1. Implement a function named transform() with one argument, taking merged_df as input, filling missing numerical values (using any method of your choice), adding a column "Month", keeping the rows where the weekly sales are over $10,000 and drops the unnecessary columns. Ultimately, it should return a DataFrame and be stored as the clean_data variable.

2. Implement the function avg_weekly_sales_per_month with one argument (the cleaned data). This function will calculate the average monthly sales. For implementing this function you must select the "Month" and "Weekly_Sales" columns as they are the only ones needed for this analysis, then create a chain operation with groupby(), agg(), reset_index(), and round() functions, then group by the "Month" column and calculate the average monthly sales, then call reset_index() to start a new index order and finally round the results to two decimal places.

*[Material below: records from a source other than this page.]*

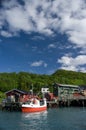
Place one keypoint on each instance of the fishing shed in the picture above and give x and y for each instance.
(65, 91)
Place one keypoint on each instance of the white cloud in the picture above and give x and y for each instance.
(39, 63)
(51, 46)
(76, 64)
(47, 17)
(5, 34)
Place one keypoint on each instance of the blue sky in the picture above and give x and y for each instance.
(42, 36)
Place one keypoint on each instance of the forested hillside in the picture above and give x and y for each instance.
(25, 81)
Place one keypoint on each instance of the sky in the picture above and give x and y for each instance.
(42, 36)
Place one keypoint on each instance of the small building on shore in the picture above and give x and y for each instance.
(64, 91)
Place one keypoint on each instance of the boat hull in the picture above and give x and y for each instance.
(30, 109)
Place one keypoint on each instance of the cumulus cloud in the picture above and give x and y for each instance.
(51, 46)
(39, 63)
(46, 17)
(76, 64)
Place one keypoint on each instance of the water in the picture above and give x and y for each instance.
(52, 119)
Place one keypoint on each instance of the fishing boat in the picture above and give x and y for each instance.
(34, 105)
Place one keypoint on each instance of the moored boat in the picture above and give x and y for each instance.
(34, 105)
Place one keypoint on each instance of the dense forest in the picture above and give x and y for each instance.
(24, 80)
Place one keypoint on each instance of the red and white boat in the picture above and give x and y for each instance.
(34, 105)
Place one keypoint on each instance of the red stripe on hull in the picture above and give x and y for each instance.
(26, 109)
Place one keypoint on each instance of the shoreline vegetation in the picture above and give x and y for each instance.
(25, 81)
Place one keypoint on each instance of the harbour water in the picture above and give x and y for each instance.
(56, 118)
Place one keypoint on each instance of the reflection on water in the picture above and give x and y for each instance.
(52, 119)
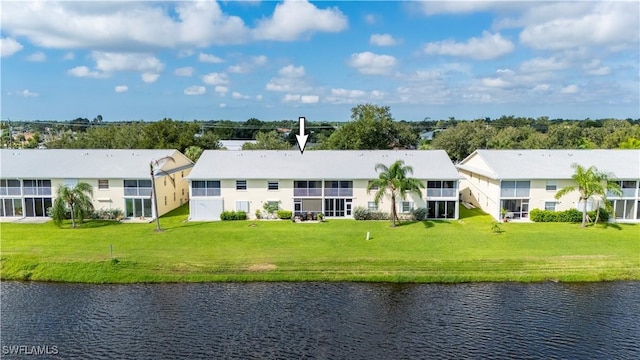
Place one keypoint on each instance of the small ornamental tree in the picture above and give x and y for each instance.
(77, 199)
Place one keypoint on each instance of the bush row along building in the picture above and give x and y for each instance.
(329, 182)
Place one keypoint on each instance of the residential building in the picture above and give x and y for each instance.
(329, 182)
(121, 179)
(520, 180)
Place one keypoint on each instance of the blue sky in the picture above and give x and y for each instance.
(271, 60)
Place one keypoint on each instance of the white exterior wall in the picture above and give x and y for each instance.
(481, 192)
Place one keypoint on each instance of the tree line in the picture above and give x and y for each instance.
(370, 127)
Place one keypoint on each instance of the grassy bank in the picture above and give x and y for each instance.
(337, 250)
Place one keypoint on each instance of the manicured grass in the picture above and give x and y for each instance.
(337, 250)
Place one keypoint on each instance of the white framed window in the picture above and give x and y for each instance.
(242, 205)
(103, 184)
(406, 206)
(550, 205)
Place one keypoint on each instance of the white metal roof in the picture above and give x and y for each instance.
(552, 164)
(318, 164)
(84, 164)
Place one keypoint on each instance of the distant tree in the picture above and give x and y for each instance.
(267, 141)
(77, 199)
(193, 153)
(630, 143)
(590, 182)
(371, 127)
(464, 138)
(393, 181)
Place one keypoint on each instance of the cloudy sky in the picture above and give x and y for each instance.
(273, 60)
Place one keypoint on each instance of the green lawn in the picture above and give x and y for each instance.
(336, 250)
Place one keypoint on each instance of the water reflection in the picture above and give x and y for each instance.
(325, 320)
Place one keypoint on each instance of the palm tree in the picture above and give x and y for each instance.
(77, 199)
(590, 182)
(394, 181)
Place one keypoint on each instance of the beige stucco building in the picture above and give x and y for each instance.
(121, 179)
(520, 180)
(329, 182)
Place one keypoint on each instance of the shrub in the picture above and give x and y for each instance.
(284, 214)
(419, 214)
(233, 215)
(361, 213)
(571, 215)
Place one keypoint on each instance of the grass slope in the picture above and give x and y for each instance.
(337, 250)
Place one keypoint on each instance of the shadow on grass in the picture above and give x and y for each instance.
(611, 225)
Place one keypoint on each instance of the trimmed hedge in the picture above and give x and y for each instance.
(233, 215)
(361, 213)
(571, 215)
(284, 214)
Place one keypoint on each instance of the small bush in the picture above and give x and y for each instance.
(284, 214)
(361, 213)
(233, 215)
(571, 215)
(419, 214)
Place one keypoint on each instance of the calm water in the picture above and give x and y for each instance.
(323, 320)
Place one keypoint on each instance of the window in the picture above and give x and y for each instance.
(10, 187)
(515, 189)
(242, 205)
(551, 185)
(205, 188)
(103, 184)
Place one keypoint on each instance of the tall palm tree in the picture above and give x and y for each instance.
(393, 181)
(590, 182)
(77, 199)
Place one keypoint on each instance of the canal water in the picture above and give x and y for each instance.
(321, 321)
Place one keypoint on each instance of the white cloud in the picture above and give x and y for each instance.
(556, 26)
(544, 64)
(291, 79)
(222, 90)
(303, 99)
(8, 46)
(216, 79)
(570, 89)
(28, 93)
(370, 19)
(37, 57)
(195, 90)
(292, 71)
(487, 47)
(260, 60)
(209, 58)
(237, 95)
(372, 64)
(83, 71)
(293, 19)
(346, 96)
(122, 26)
(149, 77)
(184, 71)
(111, 62)
(382, 40)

3. Create a function called load() that takes the cleaned and aggregated DataFrames, and their paths, and saves them as clean_data.csv and agg_data.csv respectively, without an index.

4. Lastly, define a validation() function that checks whether the two csv files from the load() exist in the current working directory.

### How to Approach the Project

#### 1. Extracting the data
Extract the data from PostgreSQL and parquet file.

#### 2. Transforming the data
Perform imputation, filtering, and cleaning.

#### 3. Preliminary analysis of the sales data
After cleaning the data, you will conduct a preliminary analysis.

#### 4. Loading and validating the data
Final step is to store your transformed data and validate that it was stored correctly.